Now finding the equation of $BB_1B_2$ simply becomes a matter of cyclically rotating $a,b,c$ in the above expressions. To find their radical axis, we simply subtract the two to get $$ac(s-b)(c+a)y-bc(s-a)(b+c)x+ab(s-c)(a-b)z=0$$
The other radical axes can be gained by cyclically rotating $a,b,c$ alongside $x,y,z$.

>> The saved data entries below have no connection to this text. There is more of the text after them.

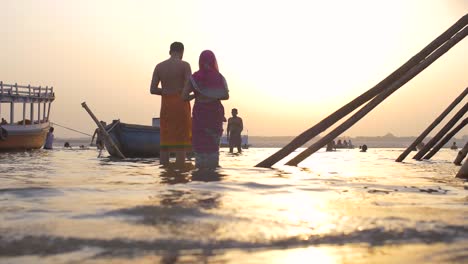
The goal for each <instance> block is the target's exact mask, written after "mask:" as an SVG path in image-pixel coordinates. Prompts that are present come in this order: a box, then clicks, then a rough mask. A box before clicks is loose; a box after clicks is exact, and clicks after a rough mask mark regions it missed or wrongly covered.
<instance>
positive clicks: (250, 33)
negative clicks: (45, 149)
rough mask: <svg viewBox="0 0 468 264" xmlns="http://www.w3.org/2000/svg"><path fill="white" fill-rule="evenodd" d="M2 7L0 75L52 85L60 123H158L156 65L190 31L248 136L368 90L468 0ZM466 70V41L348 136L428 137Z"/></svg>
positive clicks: (151, 3) (13, 78) (451, 100)
mask: <svg viewBox="0 0 468 264" xmlns="http://www.w3.org/2000/svg"><path fill="white" fill-rule="evenodd" d="M0 10H2V18H1V20H2V22H1V23H0V35H1V36H2V40H1V42H0V59H1V62H2V63H1V64H0V80H1V81H3V82H4V83H18V84H31V85H42V86H46V85H48V86H53V87H54V89H55V92H56V96H57V99H56V101H55V102H54V103H53V107H52V113H51V120H52V121H53V122H56V123H58V124H61V125H66V126H69V127H72V128H74V129H77V130H80V131H84V132H87V133H91V132H92V131H94V128H95V124H94V123H93V122H92V120H91V118H90V117H89V116H88V114H87V113H86V112H85V111H84V109H83V108H82V107H81V105H80V104H81V102H83V101H86V102H87V104H88V105H89V106H90V108H91V109H92V110H93V111H94V113H95V114H96V115H97V116H98V118H100V119H102V120H106V121H111V120H112V119H119V118H120V119H121V121H122V122H126V123H137V124H148V125H149V124H151V119H152V117H158V116H159V110H160V97H159V96H153V95H150V93H149V85H150V82H151V76H152V72H153V69H154V66H155V65H156V64H157V63H158V62H160V61H162V60H165V59H167V58H168V56H169V54H168V51H169V45H170V44H171V43H172V42H173V41H181V42H183V43H184V44H185V55H184V60H186V61H188V62H189V63H190V64H191V65H192V71H196V70H198V56H199V54H200V52H201V51H203V50H205V49H211V50H212V51H213V52H214V53H215V54H216V56H217V58H218V64H219V68H220V71H221V72H222V73H223V75H224V76H225V77H226V79H227V81H228V84H229V88H230V92H231V93H230V94H231V98H230V99H229V101H225V102H223V104H224V106H225V109H226V115H227V116H229V115H230V109H231V108H233V107H236V108H238V109H239V115H240V116H241V117H242V118H243V119H244V124H245V127H246V129H247V130H248V133H249V135H255V136H259V135H266V136H275V135H278V136H279V135H297V134H299V133H301V132H302V131H303V130H305V129H307V128H309V127H311V126H313V125H315V124H316V123H317V122H318V121H320V120H322V119H323V118H324V117H326V116H328V115H329V114H330V113H332V112H333V111H335V110H336V109H338V108H339V107H341V106H342V105H344V104H346V103H347V102H349V101H350V100H352V99H354V98H355V97H356V96H358V95H360V94H362V93H364V92H365V91H367V90H368V89H370V88H372V87H373V86H374V85H375V84H377V83H378V82H380V81H381V80H382V79H383V78H385V77H386V76H387V75H389V74H390V73H391V72H393V71H394V70H395V69H396V68H397V67H399V66H400V65H402V64H403V63H404V62H406V61H407V60H408V59H409V58H411V57H412V56H413V55H415V54H416V53H417V52H419V51H420V50H421V49H422V48H424V47H425V46H426V45H427V44H428V43H430V42H431V41H432V40H433V39H434V38H436V37H437V36H439V35H440V34H441V33H442V32H443V31H445V30H446V29H447V28H448V27H450V26H451V25H452V24H453V23H455V22H456V21H457V20H458V19H460V18H461V17H462V16H463V15H465V14H466V13H468V1H467V0H388V1H383V0H382V1H375V0H369V1H359V0H356V1H347V0H343V1H323V0H321V1H312V0H304V1H299V0H288V1H284V0H281V1H280V0H278V1H273V0H269V1H254V0H245V1H244V0H236V1H220V0H213V1H208V0H199V1H188V0H187V1H182V0H171V1H167V0H166V1H159V0H152V1H130V0H129V1H120V0H109V1H104V0H100V1H98V0H89V1H88V0H76V1H67V0H55V1H54V0H40V1H39V0H29V1H27V0H10V1H8V0H0ZM467 69H468V40H467V39H465V40H463V41H462V42H460V43H459V44H458V45H457V46H456V47H454V48H453V49H452V50H450V51H449V52H448V53H446V54H445V55H444V56H443V57H441V58H440V59H439V60H438V61H436V62H435V63H434V64H432V65H431V66H430V67H429V68H428V69H426V70H425V71H424V72H423V73H421V74H420V75H418V76H417V77H416V78H414V79H413V80H412V81H410V82H409V83H407V84H406V85H405V86H403V87H402V88H401V89H400V90H399V91H397V92H396V93H394V94H393V95H392V96H391V97H389V98H388V99H387V100H386V101H385V102H384V103H382V104H381V105H379V106H378V107H377V108H376V109H375V110H374V111H373V112H371V113H370V114H369V115H368V116H366V117H365V118H364V119H362V120H361V121H360V122H359V123H357V124H356V125H355V126H354V127H352V128H351V129H350V130H348V131H347V132H345V133H344V135H346V136H358V135H363V136H374V135H384V134H386V133H387V132H391V133H393V134H395V135H397V136H412V135H419V134H420V133H421V131H422V130H424V129H425V128H426V127H427V126H428V125H429V124H430V123H431V122H432V121H433V120H434V119H435V118H436V117H437V116H438V115H439V114H440V113H441V112H442V111H443V110H444V109H445V108H446V107H447V106H448V105H449V104H450V103H451V102H452V101H453V100H454V98H455V97H456V96H458V95H459V94H460V93H461V92H462V91H463V90H464V89H465V87H467V86H468V70H467ZM466 101H467V100H466V99H465V101H464V102H466ZM5 108H7V107H6V106H3V107H2V113H3V114H5V113H6V111H5V110H6V109H5ZM458 109H459V108H457V110H458ZM17 116H19V114H17ZM463 134H468V129H466V128H465V129H464V130H463V131H462V132H461V133H460V134H459V136H461V135H463ZM56 136H58V137H81V135H80V134H76V133H73V132H69V131H67V130H64V129H61V128H56Z"/></svg>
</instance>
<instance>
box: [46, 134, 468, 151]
mask: <svg viewBox="0 0 468 264" xmlns="http://www.w3.org/2000/svg"><path fill="white" fill-rule="evenodd" d="M294 138H295V137H294V136H271V137H264V136H249V144H250V145H251V147H257V148H281V147H283V146H285V145H287V144H288V143H289V142H291V141H292V140H293V139H294ZM319 139H320V137H316V138H314V139H313V140H311V141H310V142H308V143H307V144H305V145H304V146H310V145H311V144H312V143H314V142H316V141H317V140H319ZM338 139H341V140H343V139H346V140H347V141H348V140H351V142H352V143H353V145H354V146H355V147H356V148H359V146H361V145H363V144H366V145H367V146H368V147H369V148H406V147H408V146H409V145H410V144H411V143H413V141H414V140H415V139H416V137H396V136H393V135H391V134H390V135H385V136H376V137H360V136H358V137H340V138H338ZM430 139H431V137H429V138H426V139H425V140H424V142H425V143H427V142H428V141H429V140H430ZM467 141H468V135H464V136H462V137H459V138H454V139H452V140H450V141H449V142H448V143H447V144H446V145H445V146H444V147H447V148H448V147H450V146H452V144H453V142H455V143H456V144H457V146H458V148H462V147H463V146H464V145H465V144H466V142H467ZM65 142H69V143H70V144H71V145H72V146H79V145H85V146H89V143H90V142H91V138H56V140H55V142H54V145H57V146H61V145H62V146H63V144H64V143H65Z"/></svg>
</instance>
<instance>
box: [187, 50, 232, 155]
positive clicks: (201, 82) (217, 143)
mask: <svg viewBox="0 0 468 264" xmlns="http://www.w3.org/2000/svg"><path fill="white" fill-rule="evenodd" d="M199 67H200V69H199V70H198V71H197V72H195V73H194V74H193V75H192V77H191V82H192V86H193V87H194V90H193V92H194V94H195V103H194V105H193V112H192V147H193V150H194V151H195V152H196V153H218V152H219V141H220V139H221V135H222V133H223V122H224V121H225V120H226V119H225V117H224V107H223V105H222V104H221V101H220V100H219V99H217V96H219V95H220V94H223V93H224V94H226V93H227V85H226V81H225V79H224V77H223V76H222V75H221V74H220V73H219V71H218V64H217V62H216V57H215V55H214V53H213V52H211V51H209V50H205V51H203V52H202V53H201V54H200V60H199ZM202 95H203V97H204V98H205V99H206V98H207V97H208V98H212V99H209V100H204V99H201V98H200V97H201V96H202Z"/></svg>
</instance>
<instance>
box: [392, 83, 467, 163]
mask: <svg viewBox="0 0 468 264" xmlns="http://www.w3.org/2000/svg"><path fill="white" fill-rule="evenodd" d="M467 93H468V87H467V88H465V90H464V91H463V92H462V93H461V94H460V95H459V96H458V97H457V98H455V100H454V101H453V102H452V103H451V104H450V105H449V106H448V107H447V109H445V111H444V112H442V113H441V114H440V115H439V117H437V118H436V119H435V120H434V122H432V124H431V125H429V126H428V127H427V128H426V130H424V131H423V132H422V133H421V135H419V137H418V138H416V140H415V141H414V142H413V143H412V144H411V145H410V146H409V147H408V148H407V149H406V150H405V151H403V153H401V154H400V156H399V157H398V158H397V159H396V160H395V161H396V162H401V161H403V160H404V159H405V158H406V156H408V154H409V153H410V152H411V151H413V149H415V148H416V146H417V145H418V144H419V143H421V142H422V141H423V140H424V139H425V138H426V136H427V135H428V134H429V133H430V132H431V131H432V130H433V129H434V128H435V127H436V126H437V125H438V124H439V123H440V122H442V120H443V119H444V118H445V117H446V116H447V115H448V114H449V113H450V112H451V111H452V110H453V108H455V106H457V105H458V104H459V103H460V102H461V100H462V99H463V98H465V96H466V94H467Z"/></svg>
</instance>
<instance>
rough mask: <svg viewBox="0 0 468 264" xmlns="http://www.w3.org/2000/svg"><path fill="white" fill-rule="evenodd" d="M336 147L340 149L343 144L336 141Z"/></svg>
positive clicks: (342, 143)
mask: <svg viewBox="0 0 468 264" xmlns="http://www.w3.org/2000/svg"><path fill="white" fill-rule="evenodd" d="M336 147H337V148H342V147H343V143H342V142H341V139H338V142H337V143H336Z"/></svg>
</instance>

Let us stop here. Looks like the equations are getting out of hand. We need to show that these lines intersect on $OI$. It basically suffices to show that the equation of $OI$ is linearly dependent on the other three. Let's calculate $OI$ and hope we find something.
$$\begin{vmatrix}
x&a^2S_A& a \\
y&b^2S_B& b \\
z&c^2S_C& c
\end{vmatrix}=0$$
which turns into $$xbc(b-c)(s-a)+yca(c-a)(s-b)+zab(a-b)(s-c)=0$$
Do the coefficients look familiar? They seem to match up with the one term from each equation of the radical axis. Here's the equation of the radical axis again.
$$ac(s-b)(c+a)y-bc(s-a)(b+c)x+ab(s-c)(a-b)z=0$$
We do the only thing we can to get that term and eliminate the rest. Add the three radical equations up. The $-bc(s-a)(b+c)$ of this equation and $+bc(s-a)(b+c)$ from another equation will cancel each other out, and so the only terms left will be the ones in our equation of $OI$. We are done!!